Join method hints and join order hints require at least two valid parameters to take effect.
Note
Parameters that specify tables, subqueries, and CTEs of the query level to which a hint applies are considered as valid parameters for the hint. For example, the hints Leading(t1 t1) and Leading(t1) contain only one valid parameter t1.
Runtime filter hints take effect only on hash joins.
If the generated candidate plan does not contain the table join method specified by a join method hint, the hint does not take effect. For example, if you specify HashJoin(t1 t2) but the generated plan specifies that t1 and t3 are joined and then t2 is joined, the hint does not take effect. In this case, you can specify the hint Leading(t1 t2) to forcefully specify the join order.
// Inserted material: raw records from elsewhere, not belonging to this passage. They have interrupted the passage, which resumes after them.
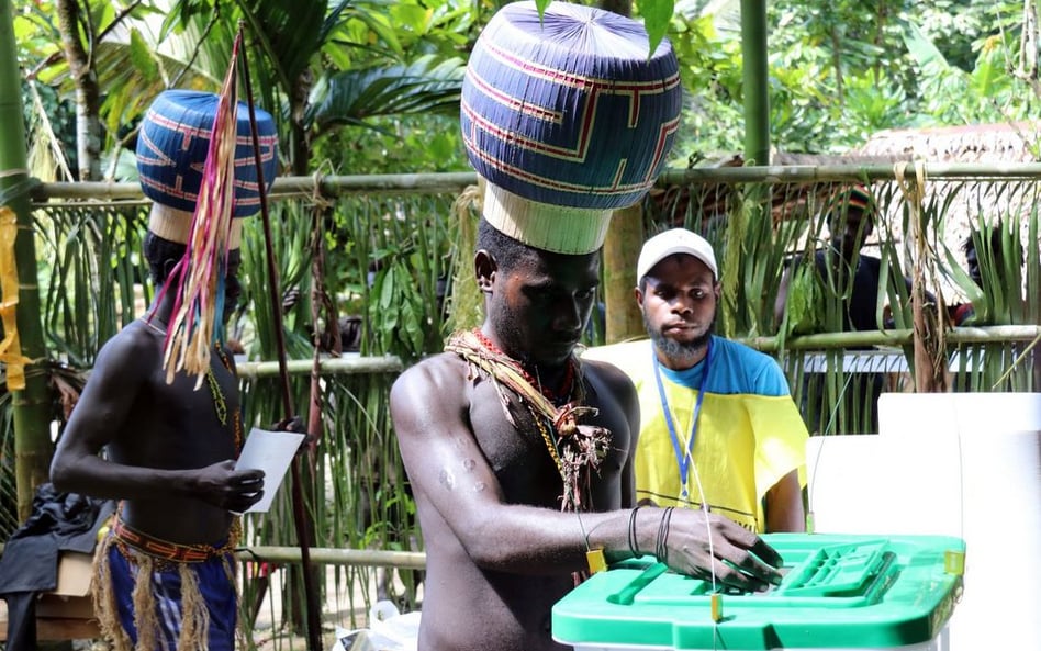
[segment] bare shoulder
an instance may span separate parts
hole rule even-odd
[[[408,367],[391,386],[392,414],[460,407],[469,368],[458,355],[441,352]]]
[[[163,335],[135,321],[104,343],[91,377],[119,373],[136,381],[150,374],[161,361]]]

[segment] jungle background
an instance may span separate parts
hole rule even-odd
[[[270,233],[279,293],[268,291],[265,233],[251,220],[240,273],[246,301],[230,332],[243,347],[246,422],[284,415],[273,363],[279,311],[294,411],[320,435],[302,478],[311,543],[422,551],[387,392],[401,369],[438,351],[448,333],[480,321],[468,283],[475,178],[458,133],[458,100],[468,53],[500,4],[0,2],[11,14],[21,98],[2,104],[0,123],[25,125],[5,126],[18,142],[0,143],[23,148],[29,177],[40,181],[31,192],[35,252],[18,260],[23,282],[38,280],[38,332],[21,338],[23,352],[45,371],[35,375],[44,378],[36,386],[45,408],[21,428],[18,392],[0,388],[0,537],[18,527],[32,486],[45,481],[49,450],[101,344],[154,295],[137,254],[147,204],[135,190],[136,125],[165,88],[219,90],[243,24],[255,99],[279,125],[281,177]],[[947,303],[977,307],[975,327],[944,323],[947,338],[932,340],[933,359],[944,363],[932,370],[939,384],[931,389],[1037,390],[1041,173],[1005,165],[1036,161],[1041,147],[1032,0],[766,2],[769,161],[743,154],[745,3],[615,4],[608,8],[631,11],[652,36],[672,42],[685,101],[669,169],[627,223],[638,237],[686,225],[716,245],[725,283],[720,332],[779,357],[814,434],[870,430],[865,406],[847,400],[865,374],[849,372],[843,349],[875,347],[853,357],[881,352],[875,361],[883,366],[873,369],[887,372],[892,390],[920,389],[909,380],[916,314],[903,276],[922,278]],[[10,114],[12,106],[21,114]],[[894,164],[911,160],[927,162],[928,179],[913,171],[900,178]],[[746,167],[765,162],[791,167]],[[785,260],[824,242],[820,207],[852,181],[869,183],[881,207],[865,250],[893,268],[880,329],[840,333],[840,296],[831,295],[813,333],[787,332],[773,316]],[[977,288],[963,271],[961,244],[972,233],[984,242],[994,229],[1006,255],[984,256]],[[611,295],[612,288],[631,294],[631,242],[616,234],[605,248],[605,308],[591,324],[589,345],[639,334],[631,310]],[[954,361],[947,363],[949,355]],[[806,378],[813,363],[821,367],[816,382]],[[25,428],[47,436],[20,442]],[[247,543],[295,543],[292,504],[282,493],[271,514],[248,518]],[[346,592],[361,603],[345,611],[363,613],[381,569],[396,562],[384,561],[336,564],[322,590],[361,586]],[[287,594],[300,590],[291,562],[270,566]],[[390,586],[405,608],[419,604],[417,577],[403,571]],[[247,563],[245,603],[267,581]],[[299,628],[300,603],[283,599],[271,619]]]

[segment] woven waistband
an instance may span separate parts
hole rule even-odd
[[[237,520],[236,520],[237,523]],[[115,517],[112,524],[112,535],[117,542],[126,545],[157,559],[172,561],[175,563],[201,563],[212,558],[230,553],[235,549],[236,525],[232,526],[232,534],[228,538],[217,546],[212,545],[181,545],[154,538],[143,531],[131,527],[123,521],[123,518]]]

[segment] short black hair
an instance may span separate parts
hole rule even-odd
[[[145,259],[148,260],[148,272],[152,274],[152,282],[158,285],[166,282],[167,276],[184,257],[188,245],[171,242],[148,231],[145,233],[144,242],[142,242],[142,250],[145,254]]]
[[[486,250],[504,272],[513,271],[518,265],[535,255],[537,250],[518,239],[510,237],[492,226],[484,217],[481,217],[478,223],[477,249]]]
[[[166,282],[167,277],[188,251],[187,244],[159,237],[152,231],[145,232],[145,238],[141,243],[141,248],[145,255],[145,260],[148,261],[148,273],[152,276],[152,282],[155,285],[160,285]],[[231,249],[227,255],[230,260],[238,261],[240,260],[242,251],[234,248]]]
[[[990,226],[990,237],[987,242],[988,250],[995,258],[1001,257],[1001,233],[1005,231],[1005,223],[1001,220],[996,221]],[[974,231],[970,233],[965,238],[965,242],[962,243],[962,252],[969,255],[969,251],[976,250],[976,237],[980,232]],[[1022,254],[1022,246],[1019,247],[1020,255]]]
If the SELECT keyword is followed by multiple consecutive hints that are enclosed between /*HINT+ and */, only the first hint takes effect. For example, in the SELECT /*+HINT HashJoin(t1 t2) */ /*+HINT Leading(t1 t2) */ ... statement, only the hash join hint takes effect, and the leading hint is ignored.
If tables defined in the same type of hints conflict with each other, the first hint takes effect.
Note
Conflicts occur in the following scenarios:
- The same tables are specified in two hints.
- The table sets are the same in two hints.
- Parameters in a join order hint are a subset of the parameters in another join order hint.
- Parameters in a hint are not a subset of the parameters in another hint. The hints can be join method hints, runtime filter hints, or skew join hints.
- Example 1: The hints HashJoin(t1 t2) and NestLoop(t2 t1) contain the same tables. In this case, a conflict occurs and only the hint HashJoin(t1 t2) is parsed.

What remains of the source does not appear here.